Intervention de Nathalie Rives

Réunion du mercredi 3 octobre 2018 à 9h45
Mission d'information sur la révision de la loi relative à la bioéthique

Nathalie Rives :

Je vais répondre à votre première question et Florence Eustache à la deuxième. Nous avons régulièrement, lors de congrès scientifiques, des contacts avec ces banques étrangères, qui sont toutes dans l'attente de connaître les éventuelles modifications de la loi française. Cryos, dans un courrier récent, déplore de ne pas pouvoir, de manière légale, exporter vers la France les paillettes conservées dans sa structure.

Pourrait-il y avoir infiltration du circuit français par les lois du marché ? Si l'on supprime la gratuité du don et que l'on passe à un système de don rémunéré, il est tout à fait possible que ces banques s'installent en France. Cela serait toutefois soumis à la nécessité d'autorisation. Le contrôle de ces autorisations s'effectue via les agences régionales de santé (ARS), avec une validation de l'Agence de la biomédecine. Nous savons que les dispositifs d'autorisation de nombreuses activités médicales sont en cours de révision, y compris celles intervenant dans le domaine de l'AMP. Un contrôle pourrait donc être effectué par l'administration, visant à ne pas autoriser ce type d'installation. Il ne nous appartient toutefois pas de le dire, mais à l'administration de le prévoir.

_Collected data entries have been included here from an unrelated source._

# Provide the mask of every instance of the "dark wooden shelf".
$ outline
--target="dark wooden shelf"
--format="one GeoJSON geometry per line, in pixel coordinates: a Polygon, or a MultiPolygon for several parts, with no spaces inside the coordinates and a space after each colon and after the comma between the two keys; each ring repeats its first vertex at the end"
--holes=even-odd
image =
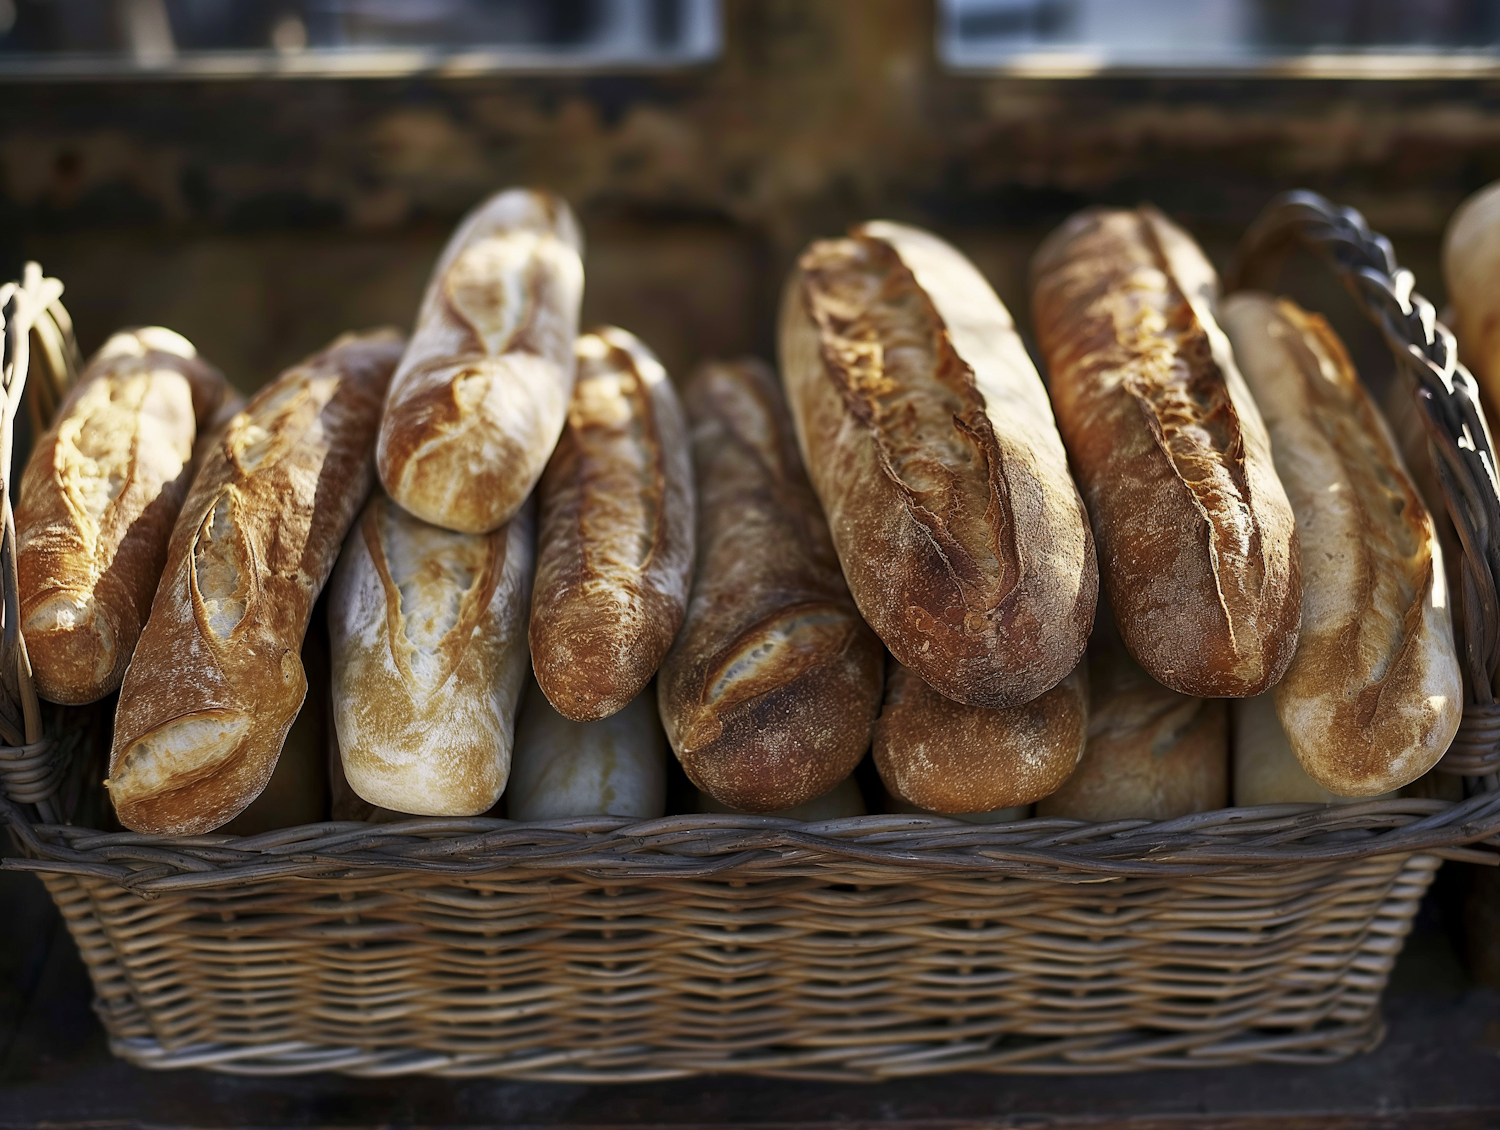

Je puis en tout cas vous affirmer que ces banques étrangères sont en attente et en demande de pouvoir exporter légalement leurs paillettes vers la France. Je vous avoue que je n'y suis guère favorable, pour des raisons qui ne tiennent pas uniquement à l'aspect financier. Quel nombre de naissances peut-on par exemple accepter pour un donneur ? En France, il est limité à dix, afin notamment de limiter les possibilités de rencontres entre des apparentés conçus par don. Cela a été évalué de manière réelle, par des généticiens des populations. Or la banque Cryos ne se préoccupe absolument pas de cet aspect et adapte ce nombre à la législation de chaque pays dans lequel elle exporte ses paillettes. Or certains pays ne disposent d'aucune législation en la matière et il n'existe bien souvent aucun retour sur l'ensemble des utilisations. Un donneur de la banque Cryos peut donc avoir 200, 300 ou 400 enfants conçus à partir de ses spermatozoïdes. Cela dépasse selon moi l'acceptable et m'apparaît comme de la démesure. Certains choix en termes de qualité et d'attribution des paillettes sont également discutables. Ces banques ne se préoccupent par exemple absolument pas de l'âge des femmes auxquelles elles adressent des paillettes. Imaginons une femme de 53 ans commandant des paillettes pour s'auto-inséminer : il est inutile de les lui vendre. Ces banques ne s'inquiètent pas de savoir si, sur le plan médical, il existe un risque éventuel à ce que les femmes qui s'adressent à elles soient enceintes. Elles ne se préoccupent pas de savoir si les conditions requises pour une grossesse sont réunies.

Si des modifications interviennent dans la loi française quant aux conditions d'accès au don, nous, professionnels, souhaiterions que soit interdite l'importation de paillettes de l'étranger pour le don en France, bien que cela apparaisse comme une solution facile pour éviter la pénurie qui ne manquera pas de survenir alors. Il faut anticiper et déployer une démarche efficace, stratégique, afin de ne pas avoir à envisager cette possibilité.